Senator Buth: It essentially protects exclusiveness.

Ms. Kennedy: Yes, it protects the rights that have been negotiated for the Canadian territory in this instance.

Ms. Curran: The maximum 10 per cent is designed to protect the retailer and the consumer in relation to that market exclusivity held by the distributor.

Ms. Kennedy: If it is over 10 per cent, someone can buy-around.

Senator Buth: I think I understand; thank you.

Ms. Kennedy: That is gratifying. After a long day, that is good to hear because it is complicated.

The Chair: There is no buying around the Senate.

Senator Ringuette: When will your study on the issues we are discussing tonight be completed? We have to report to the Senate by June. I have a feeling that in order to give due process, we should look into your report.

Ms. Kennedy: At this time, we estimate that we will have the study within the coming months. I do not want to be too specific in case I mislead the committee and give a deadline that does not happen. I know you have a schedule. We are expecting it to be completed within the coming months.

Senator Ringuette: Are we looking at mid-April, the end of April or the beginning of May?

Ms. Kennedy: We are thinking it will be in the summer at some point.

The Chair: That will be another source of information. There seems to be, and I think you have detected that from the questions, some concern about this provision that seems contrary to an open and free market. We have not seen enough background information as to why this would be desirable or important. If you have any other information along those lines, could you send it to the committee? It would be helpful. Our inclination seems to be moving away from supporting this, so we are giving you an opportunity to help bring us around.

Ms. Kennedy: It will provide you as well with the historical information and the considerations.

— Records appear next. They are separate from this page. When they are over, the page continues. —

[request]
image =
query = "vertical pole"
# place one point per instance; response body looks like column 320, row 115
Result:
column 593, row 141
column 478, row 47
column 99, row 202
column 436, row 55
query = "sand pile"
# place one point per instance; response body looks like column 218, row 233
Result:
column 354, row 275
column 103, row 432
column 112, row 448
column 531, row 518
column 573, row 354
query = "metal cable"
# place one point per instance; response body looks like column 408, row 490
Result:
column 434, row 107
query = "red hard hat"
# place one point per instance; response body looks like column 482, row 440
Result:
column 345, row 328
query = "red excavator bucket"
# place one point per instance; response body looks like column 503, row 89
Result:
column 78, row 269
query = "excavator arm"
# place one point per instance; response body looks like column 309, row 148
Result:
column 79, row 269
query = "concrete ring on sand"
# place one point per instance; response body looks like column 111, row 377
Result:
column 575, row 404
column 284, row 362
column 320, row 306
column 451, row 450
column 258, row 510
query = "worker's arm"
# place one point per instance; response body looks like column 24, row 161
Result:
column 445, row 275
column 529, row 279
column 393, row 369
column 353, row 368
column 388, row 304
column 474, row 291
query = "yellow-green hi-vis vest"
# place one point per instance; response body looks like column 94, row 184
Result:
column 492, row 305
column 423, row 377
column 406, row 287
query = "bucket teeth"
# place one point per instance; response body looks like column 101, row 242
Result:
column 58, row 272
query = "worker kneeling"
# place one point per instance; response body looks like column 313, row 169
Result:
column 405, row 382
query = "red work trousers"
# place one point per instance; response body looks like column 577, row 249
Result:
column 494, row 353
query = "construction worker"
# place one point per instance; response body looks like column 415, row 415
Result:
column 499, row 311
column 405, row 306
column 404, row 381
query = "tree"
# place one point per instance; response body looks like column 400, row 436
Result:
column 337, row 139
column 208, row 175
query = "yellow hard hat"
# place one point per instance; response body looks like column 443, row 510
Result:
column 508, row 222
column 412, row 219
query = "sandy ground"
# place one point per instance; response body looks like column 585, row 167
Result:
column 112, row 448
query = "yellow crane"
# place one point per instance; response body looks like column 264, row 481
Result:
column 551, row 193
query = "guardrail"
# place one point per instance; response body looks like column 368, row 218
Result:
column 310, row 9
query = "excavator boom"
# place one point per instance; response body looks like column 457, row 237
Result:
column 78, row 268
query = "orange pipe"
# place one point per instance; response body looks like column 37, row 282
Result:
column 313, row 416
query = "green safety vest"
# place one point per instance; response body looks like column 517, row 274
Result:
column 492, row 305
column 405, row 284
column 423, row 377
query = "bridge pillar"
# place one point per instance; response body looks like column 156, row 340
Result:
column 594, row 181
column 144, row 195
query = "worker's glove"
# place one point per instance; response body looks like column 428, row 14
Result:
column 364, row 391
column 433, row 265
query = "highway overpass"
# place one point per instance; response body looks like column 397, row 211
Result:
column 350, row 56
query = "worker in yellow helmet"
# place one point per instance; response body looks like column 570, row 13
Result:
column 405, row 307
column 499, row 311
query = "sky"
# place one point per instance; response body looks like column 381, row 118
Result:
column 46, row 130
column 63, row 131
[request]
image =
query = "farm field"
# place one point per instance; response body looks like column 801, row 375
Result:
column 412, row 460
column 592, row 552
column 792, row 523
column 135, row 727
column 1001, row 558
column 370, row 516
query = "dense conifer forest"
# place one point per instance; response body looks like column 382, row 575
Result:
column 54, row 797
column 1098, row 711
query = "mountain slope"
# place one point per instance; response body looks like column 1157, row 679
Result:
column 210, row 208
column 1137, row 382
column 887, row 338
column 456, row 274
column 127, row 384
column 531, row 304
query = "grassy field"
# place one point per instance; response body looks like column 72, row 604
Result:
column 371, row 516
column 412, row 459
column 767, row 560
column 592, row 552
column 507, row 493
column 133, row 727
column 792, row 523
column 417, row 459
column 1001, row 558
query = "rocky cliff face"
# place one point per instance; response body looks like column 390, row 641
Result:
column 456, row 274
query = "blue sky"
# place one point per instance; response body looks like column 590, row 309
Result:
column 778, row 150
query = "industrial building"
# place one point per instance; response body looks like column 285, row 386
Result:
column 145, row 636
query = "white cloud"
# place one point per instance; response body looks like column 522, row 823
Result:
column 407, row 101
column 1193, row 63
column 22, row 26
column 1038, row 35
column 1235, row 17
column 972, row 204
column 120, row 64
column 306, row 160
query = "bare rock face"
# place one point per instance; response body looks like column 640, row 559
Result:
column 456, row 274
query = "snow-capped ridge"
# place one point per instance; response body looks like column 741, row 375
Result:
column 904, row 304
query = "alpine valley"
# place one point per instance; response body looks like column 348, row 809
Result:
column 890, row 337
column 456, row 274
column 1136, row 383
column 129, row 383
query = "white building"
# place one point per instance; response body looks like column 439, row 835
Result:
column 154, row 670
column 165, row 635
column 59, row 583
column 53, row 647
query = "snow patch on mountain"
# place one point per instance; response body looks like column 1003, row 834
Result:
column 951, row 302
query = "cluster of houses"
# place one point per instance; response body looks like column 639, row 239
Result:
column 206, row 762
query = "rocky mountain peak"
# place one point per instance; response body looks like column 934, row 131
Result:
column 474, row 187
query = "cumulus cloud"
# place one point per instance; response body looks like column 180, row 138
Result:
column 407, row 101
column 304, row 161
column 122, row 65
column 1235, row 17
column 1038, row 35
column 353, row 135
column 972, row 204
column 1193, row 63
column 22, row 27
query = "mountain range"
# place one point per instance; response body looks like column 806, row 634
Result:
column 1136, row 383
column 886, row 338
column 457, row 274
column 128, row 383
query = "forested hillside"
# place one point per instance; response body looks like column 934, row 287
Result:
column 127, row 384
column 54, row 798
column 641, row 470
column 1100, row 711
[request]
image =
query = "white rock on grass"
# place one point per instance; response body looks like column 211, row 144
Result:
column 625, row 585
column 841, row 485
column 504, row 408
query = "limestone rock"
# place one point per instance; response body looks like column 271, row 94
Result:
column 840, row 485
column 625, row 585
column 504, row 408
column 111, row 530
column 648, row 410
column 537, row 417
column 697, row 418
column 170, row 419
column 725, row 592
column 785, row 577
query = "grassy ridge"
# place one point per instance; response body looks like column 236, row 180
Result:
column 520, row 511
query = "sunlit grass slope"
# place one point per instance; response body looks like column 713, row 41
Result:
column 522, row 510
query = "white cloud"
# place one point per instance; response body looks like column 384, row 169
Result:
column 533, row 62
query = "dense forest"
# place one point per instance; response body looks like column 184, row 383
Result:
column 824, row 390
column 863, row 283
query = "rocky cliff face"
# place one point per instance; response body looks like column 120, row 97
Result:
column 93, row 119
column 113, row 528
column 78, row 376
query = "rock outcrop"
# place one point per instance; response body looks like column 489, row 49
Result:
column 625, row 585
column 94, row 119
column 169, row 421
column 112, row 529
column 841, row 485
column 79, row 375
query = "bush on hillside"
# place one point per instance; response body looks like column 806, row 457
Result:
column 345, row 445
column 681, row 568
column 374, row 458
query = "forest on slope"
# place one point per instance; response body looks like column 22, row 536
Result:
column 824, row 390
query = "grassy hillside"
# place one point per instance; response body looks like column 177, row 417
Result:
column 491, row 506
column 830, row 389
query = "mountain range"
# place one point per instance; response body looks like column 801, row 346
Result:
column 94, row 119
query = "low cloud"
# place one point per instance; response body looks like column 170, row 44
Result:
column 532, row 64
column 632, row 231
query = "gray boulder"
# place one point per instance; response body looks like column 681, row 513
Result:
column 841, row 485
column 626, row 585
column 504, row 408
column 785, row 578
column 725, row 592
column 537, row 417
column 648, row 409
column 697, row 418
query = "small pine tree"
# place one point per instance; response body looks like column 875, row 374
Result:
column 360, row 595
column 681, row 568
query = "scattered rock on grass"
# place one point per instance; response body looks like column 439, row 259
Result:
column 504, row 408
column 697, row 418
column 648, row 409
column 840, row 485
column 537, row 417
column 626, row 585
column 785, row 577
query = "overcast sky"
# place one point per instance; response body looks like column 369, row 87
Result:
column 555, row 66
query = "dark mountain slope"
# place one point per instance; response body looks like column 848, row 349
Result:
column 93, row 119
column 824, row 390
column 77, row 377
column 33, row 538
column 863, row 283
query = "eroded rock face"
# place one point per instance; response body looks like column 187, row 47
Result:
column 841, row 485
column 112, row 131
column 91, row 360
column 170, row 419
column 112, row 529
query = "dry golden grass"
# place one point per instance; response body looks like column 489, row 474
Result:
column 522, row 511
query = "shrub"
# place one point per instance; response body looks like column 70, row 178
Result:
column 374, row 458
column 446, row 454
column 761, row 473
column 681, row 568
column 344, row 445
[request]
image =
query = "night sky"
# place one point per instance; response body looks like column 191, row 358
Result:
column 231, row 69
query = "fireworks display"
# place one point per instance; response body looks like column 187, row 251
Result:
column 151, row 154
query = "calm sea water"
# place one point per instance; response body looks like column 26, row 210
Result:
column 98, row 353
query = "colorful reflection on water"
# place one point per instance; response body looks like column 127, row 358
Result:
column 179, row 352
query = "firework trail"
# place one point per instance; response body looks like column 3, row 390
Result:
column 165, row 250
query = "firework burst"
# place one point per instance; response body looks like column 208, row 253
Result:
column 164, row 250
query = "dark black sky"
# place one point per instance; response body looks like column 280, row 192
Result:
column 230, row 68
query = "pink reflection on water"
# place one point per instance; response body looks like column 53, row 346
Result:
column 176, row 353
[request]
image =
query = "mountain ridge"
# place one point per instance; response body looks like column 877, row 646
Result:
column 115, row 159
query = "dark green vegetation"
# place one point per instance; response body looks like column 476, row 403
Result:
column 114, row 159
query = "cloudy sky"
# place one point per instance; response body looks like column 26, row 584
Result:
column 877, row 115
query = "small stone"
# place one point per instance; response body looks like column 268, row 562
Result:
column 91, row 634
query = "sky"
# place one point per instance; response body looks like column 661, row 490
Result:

The Chair: That would be helpful.

Ms. Kennedy: We will do that.

The Chair: Thank you, Ms. Kennedy and Ms. Curran. There is interest in copyright matters here. Maybe we will lobby our leadership to have the copyright bill sent to this committee when it comes to the Senate. Then we will have all kinds of fun.

That concludes our work for today. On behalf of the Standing Senate Committee on National Finance, I thank you very much for coming from Canadian Heritage to help us out.